Man erfährt Einiges über die Geschichte, die die Welt bis heute geformt hat, vom Aufstieg und Niedergang der Reiche und Imperien, die bis heute den Menschen der Gegenwart zu schaffen machen, weil sie gefährliche magische Quellen in Form von Artefakten und Büchern hinterlassen haben oder deren Ruinen Zuflucht für Monster und Dämonen bieten. Auch geographische Besonderheiten, Fauna und Flora werden erwähnt, sofern diese für die Geschichten und das Spiel wichtig sind.
Mehr im Fokus stehen die intelligenten Wesen und Völker oder die Kreaturen, die geschaffen wurden, um dem einfachen Volk zuzusetzen. Es macht Spaß, die Zusammenhänge zwischen Machtspielchen und Intrigen, der Vermessenheit und dem Wahnsinn einiger Zauberer oder dem Fanatismus religiöser Gruppen in komprimierter Form zu lesen zu bekommen. Man merkt immer wieder, dass die Autoren sehr gut recherchiert, sprich die Romane und Kurzgeschichten genauestens gelesen haben, um interessante Details herauszupicken und genauer zu betrachten. Dennoch bleibt genügend offen, um auch für den Leser genug Spannung zu bewahren.

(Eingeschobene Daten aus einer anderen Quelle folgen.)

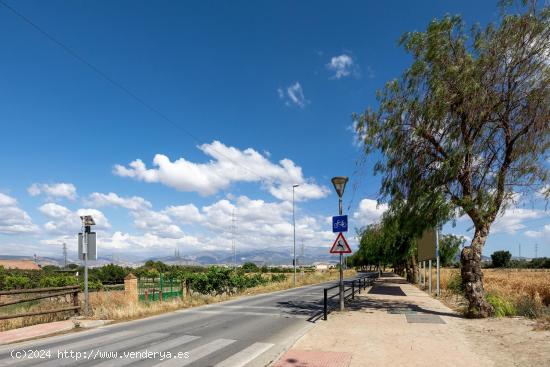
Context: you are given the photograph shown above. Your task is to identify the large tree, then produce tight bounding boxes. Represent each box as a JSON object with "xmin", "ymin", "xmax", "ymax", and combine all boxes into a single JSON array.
[{"xmin": 355, "ymin": 2, "xmax": 549, "ymax": 317}]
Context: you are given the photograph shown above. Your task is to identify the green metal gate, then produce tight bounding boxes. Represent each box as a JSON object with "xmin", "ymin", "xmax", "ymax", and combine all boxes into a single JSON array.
[{"xmin": 138, "ymin": 274, "xmax": 182, "ymax": 301}]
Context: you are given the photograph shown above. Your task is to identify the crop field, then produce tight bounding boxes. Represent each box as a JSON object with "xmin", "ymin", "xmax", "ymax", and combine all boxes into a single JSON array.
[{"xmin": 430, "ymin": 268, "xmax": 550, "ymax": 321}]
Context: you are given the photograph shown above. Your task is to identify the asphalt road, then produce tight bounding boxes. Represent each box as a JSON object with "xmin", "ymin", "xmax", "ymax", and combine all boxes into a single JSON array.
[{"xmin": 0, "ymin": 274, "xmax": 373, "ymax": 367}]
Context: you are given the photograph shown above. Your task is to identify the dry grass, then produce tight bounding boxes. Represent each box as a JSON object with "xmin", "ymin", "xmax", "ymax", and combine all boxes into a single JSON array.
[
  {"xmin": 0, "ymin": 296, "xmax": 77, "ymax": 332},
  {"xmin": 432, "ymin": 268, "xmax": 550, "ymax": 305},
  {"xmin": 423, "ymin": 268, "xmax": 550, "ymax": 325},
  {"xmin": 0, "ymin": 270, "xmax": 354, "ymax": 331}
]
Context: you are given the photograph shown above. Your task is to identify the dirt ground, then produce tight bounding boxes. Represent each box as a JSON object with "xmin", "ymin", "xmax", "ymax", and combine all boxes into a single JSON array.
[
  {"xmin": 280, "ymin": 275, "xmax": 550, "ymax": 367},
  {"xmin": 463, "ymin": 316, "xmax": 550, "ymax": 366}
]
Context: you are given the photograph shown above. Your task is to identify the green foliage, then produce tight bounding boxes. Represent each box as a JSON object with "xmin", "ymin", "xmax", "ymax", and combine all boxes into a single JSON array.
[
  {"xmin": 270, "ymin": 274, "xmax": 286, "ymax": 282},
  {"xmin": 446, "ymin": 272, "xmax": 464, "ymax": 295},
  {"xmin": 41, "ymin": 265, "xmax": 61, "ymax": 273},
  {"xmin": 491, "ymin": 250, "xmax": 512, "ymax": 268},
  {"xmin": 4, "ymin": 274, "xmax": 31, "ymax": 290},
  {"xmin": 242, "ymin": 262, "xmax": 260, "ymax": 273},
  {"xmin": 353, "ymin": 0, "xmax": 549, "ymax": 312},
  {"xmin": 439, "ymin": 234, "xmax": 464, "ymax": 266},
  {"xmin": 38, "ymin": 275, "xmax": 78, "ymax": 288},
  {"xmin": 515, "ymin": 295, "xmax": 547, "ymax": 319},
  {"xmin": 96, "ymin": 264, "xmax": 127, "ymax": 284},
  {"xmin": 527, "ymin": 257, "xmax": 550, "ymax": 269},
  {"xmin": 486, "ymin": 294, "xmax": 516, "ymax": 317}
]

Bei der Geschichte von Geralt von Riva wurden alle Bücher und Kurzgeschichten bis zum fünfteiligen Zyklus um ihn und die rebellische Prinzessin Ciri berücksichtigt, die später erschienenen Romane nicht mehr. Aber das tut der Zusammenstellung keinen Abbruch. Es macht Spaß, die flüssig geschriebenen Texte zu lesen, die zwar eine persönliche Note haben, aber an Sachlichkeit nicht verlieren. Sie sind in kleine, übersichtliche Abschnitte eingeteilt, die sich auf einen Punkt konzentrieren und diesen entsprechend ausführlich darstellen.

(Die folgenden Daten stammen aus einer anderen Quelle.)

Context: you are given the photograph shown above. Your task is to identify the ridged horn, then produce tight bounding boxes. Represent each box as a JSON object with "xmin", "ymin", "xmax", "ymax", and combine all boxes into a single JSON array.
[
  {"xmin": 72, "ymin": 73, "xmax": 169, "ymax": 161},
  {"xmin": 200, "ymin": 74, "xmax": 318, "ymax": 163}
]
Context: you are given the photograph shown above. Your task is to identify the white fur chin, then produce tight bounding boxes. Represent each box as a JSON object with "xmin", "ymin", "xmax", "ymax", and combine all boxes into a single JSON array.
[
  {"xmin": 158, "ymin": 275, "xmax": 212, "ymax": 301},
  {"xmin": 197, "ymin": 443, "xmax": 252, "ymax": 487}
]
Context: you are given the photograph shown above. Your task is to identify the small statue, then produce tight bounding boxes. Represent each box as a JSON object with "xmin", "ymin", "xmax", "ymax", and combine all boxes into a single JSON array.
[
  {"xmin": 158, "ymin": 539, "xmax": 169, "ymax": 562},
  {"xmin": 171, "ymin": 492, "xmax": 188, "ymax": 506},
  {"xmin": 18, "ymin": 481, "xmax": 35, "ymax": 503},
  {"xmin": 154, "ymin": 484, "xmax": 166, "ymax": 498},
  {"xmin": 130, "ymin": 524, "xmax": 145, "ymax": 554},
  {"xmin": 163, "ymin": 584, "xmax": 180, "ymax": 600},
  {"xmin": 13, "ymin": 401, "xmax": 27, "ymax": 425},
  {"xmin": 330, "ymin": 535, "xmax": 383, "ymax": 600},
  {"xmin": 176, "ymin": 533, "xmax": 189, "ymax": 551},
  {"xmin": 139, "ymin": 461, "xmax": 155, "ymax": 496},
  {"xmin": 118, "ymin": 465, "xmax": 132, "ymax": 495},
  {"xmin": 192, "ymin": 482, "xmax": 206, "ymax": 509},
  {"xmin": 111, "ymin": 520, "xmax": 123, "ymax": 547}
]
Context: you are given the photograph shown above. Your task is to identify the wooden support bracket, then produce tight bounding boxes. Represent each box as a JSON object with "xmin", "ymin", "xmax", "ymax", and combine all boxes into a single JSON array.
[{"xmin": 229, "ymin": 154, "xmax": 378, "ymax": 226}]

Wer die Romane kennt, wird sicherlich Vieles bereits wissen oder nach einiger Überlegung wiedererkennen, der Leser erhält aber so auch ein handliches Nachschlagewerk, das er immer wieder zur Hand nehmen kann, wenn ihm etwas entfallen ist.

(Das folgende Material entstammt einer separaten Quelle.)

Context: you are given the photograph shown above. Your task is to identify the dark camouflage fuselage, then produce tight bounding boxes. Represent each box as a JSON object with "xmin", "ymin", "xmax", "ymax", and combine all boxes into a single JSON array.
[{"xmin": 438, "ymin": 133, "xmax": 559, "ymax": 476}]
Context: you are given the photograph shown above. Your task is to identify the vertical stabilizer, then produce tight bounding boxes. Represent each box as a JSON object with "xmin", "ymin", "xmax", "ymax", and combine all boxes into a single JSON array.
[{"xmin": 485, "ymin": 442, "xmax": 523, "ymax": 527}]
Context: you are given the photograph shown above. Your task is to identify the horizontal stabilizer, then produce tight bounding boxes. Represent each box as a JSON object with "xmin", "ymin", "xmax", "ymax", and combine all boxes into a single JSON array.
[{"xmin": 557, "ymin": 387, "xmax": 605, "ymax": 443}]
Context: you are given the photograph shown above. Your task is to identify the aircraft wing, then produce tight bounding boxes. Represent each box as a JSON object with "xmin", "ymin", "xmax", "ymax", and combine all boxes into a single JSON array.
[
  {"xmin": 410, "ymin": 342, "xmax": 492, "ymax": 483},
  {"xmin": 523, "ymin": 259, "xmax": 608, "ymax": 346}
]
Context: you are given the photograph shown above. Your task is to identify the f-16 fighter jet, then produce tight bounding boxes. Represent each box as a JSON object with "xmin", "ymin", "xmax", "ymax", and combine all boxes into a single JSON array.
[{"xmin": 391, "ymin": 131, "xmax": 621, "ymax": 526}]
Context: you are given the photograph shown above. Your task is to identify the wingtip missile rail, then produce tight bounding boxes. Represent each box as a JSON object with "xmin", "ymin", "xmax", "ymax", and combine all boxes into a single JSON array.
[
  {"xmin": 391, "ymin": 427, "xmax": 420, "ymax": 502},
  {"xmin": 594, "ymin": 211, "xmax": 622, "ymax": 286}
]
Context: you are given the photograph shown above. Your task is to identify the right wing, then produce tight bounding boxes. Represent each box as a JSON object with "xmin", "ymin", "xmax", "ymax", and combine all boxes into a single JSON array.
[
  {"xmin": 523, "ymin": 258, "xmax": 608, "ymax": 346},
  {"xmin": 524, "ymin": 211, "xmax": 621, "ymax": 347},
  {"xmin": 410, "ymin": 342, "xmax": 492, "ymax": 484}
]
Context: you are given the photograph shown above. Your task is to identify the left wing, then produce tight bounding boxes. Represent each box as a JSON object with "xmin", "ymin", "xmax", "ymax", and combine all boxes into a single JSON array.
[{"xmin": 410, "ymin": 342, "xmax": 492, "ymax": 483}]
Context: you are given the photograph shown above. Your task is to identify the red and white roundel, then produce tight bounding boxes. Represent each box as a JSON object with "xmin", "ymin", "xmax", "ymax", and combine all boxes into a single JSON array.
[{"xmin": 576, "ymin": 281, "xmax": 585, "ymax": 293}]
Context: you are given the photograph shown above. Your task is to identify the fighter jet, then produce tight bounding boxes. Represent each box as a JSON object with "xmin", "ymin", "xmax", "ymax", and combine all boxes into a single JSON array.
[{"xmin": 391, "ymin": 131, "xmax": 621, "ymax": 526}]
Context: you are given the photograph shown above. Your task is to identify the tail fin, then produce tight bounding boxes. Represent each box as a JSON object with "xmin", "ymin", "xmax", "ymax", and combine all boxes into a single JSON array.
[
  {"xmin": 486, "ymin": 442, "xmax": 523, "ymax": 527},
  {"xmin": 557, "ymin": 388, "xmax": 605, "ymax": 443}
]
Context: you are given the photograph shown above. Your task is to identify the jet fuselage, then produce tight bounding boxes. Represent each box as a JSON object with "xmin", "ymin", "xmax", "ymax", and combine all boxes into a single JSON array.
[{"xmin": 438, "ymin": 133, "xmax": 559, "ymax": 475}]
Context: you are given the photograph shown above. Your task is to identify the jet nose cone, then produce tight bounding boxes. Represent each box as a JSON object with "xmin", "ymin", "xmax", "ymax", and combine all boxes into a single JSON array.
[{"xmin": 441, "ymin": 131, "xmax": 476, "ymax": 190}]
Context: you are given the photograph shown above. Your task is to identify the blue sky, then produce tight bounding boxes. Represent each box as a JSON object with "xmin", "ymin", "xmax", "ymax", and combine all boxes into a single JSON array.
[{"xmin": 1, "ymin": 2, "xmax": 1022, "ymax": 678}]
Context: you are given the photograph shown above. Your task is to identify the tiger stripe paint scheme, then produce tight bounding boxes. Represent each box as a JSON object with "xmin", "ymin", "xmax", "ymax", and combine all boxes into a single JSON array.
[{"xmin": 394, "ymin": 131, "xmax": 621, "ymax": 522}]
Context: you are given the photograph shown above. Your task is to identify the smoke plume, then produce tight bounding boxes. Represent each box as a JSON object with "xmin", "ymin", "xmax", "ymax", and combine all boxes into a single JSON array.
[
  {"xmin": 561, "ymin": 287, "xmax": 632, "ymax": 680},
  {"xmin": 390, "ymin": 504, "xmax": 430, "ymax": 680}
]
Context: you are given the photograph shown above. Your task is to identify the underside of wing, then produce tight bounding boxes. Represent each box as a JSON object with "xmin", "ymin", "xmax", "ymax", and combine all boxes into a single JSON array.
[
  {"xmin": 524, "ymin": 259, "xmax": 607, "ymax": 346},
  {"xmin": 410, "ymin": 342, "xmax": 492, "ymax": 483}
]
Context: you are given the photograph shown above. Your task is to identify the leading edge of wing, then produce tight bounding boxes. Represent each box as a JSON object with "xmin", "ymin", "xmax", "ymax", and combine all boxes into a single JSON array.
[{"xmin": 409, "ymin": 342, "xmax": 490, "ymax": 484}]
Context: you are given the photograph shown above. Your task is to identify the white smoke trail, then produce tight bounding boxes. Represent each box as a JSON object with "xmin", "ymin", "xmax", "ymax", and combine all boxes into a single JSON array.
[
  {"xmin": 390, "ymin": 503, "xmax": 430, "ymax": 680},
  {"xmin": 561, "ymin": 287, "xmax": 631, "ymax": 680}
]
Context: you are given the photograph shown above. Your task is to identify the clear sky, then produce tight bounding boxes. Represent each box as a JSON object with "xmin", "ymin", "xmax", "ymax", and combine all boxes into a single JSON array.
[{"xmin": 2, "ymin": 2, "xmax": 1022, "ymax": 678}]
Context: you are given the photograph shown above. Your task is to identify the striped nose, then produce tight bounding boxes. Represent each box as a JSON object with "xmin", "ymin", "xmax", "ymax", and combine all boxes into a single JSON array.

Besonderer Pluspunkt und das Highlight des Bandes sind wohl die vielen Illustrationen. Bei fast allen handelt es sich um farbige Gemälde, die in erster Linie Landschaften, Kreaturen und Personen aus der Saga zeigen und dabei helfen, sich Orte und Landschaften, aber auch die handlungstragenden Figuren und Monster besser vorzustellen. Viele der Bilder werden wohl Konzept-Zeichnungen für das Game gewesen oder diesem gleich entnommen worden sein, einige tragen aber auch deutlich die Handschrift der Comic-Künstler der Miniserien, die bei Dark Horse erscheinen. Farben und Details treten dank des guten Papiers ordentlich hervor und verstärken die Raumtiefe einiger Gemälde ungemein.
„Die Welt von The Witcher“ ist sein Geld mehr als wert, vor allem, wenn man die Videospielreihe kennt und mehr über den faszinierenden Hintergrund erfahren möchte, der sich beim Spielen selbst vermutlich nur in Teilen erschlossen hat oder durch die Action unterging. Aber auch wer nur die Romane schätzen und lieben gelernt hat, wird die Sammlung ausgezeichneter Bilder und interessanter Texte genießen können, da sich das Buch auch der kleinsten Details annimmt und sich so wunderbar als Nachschlagewerk eignet.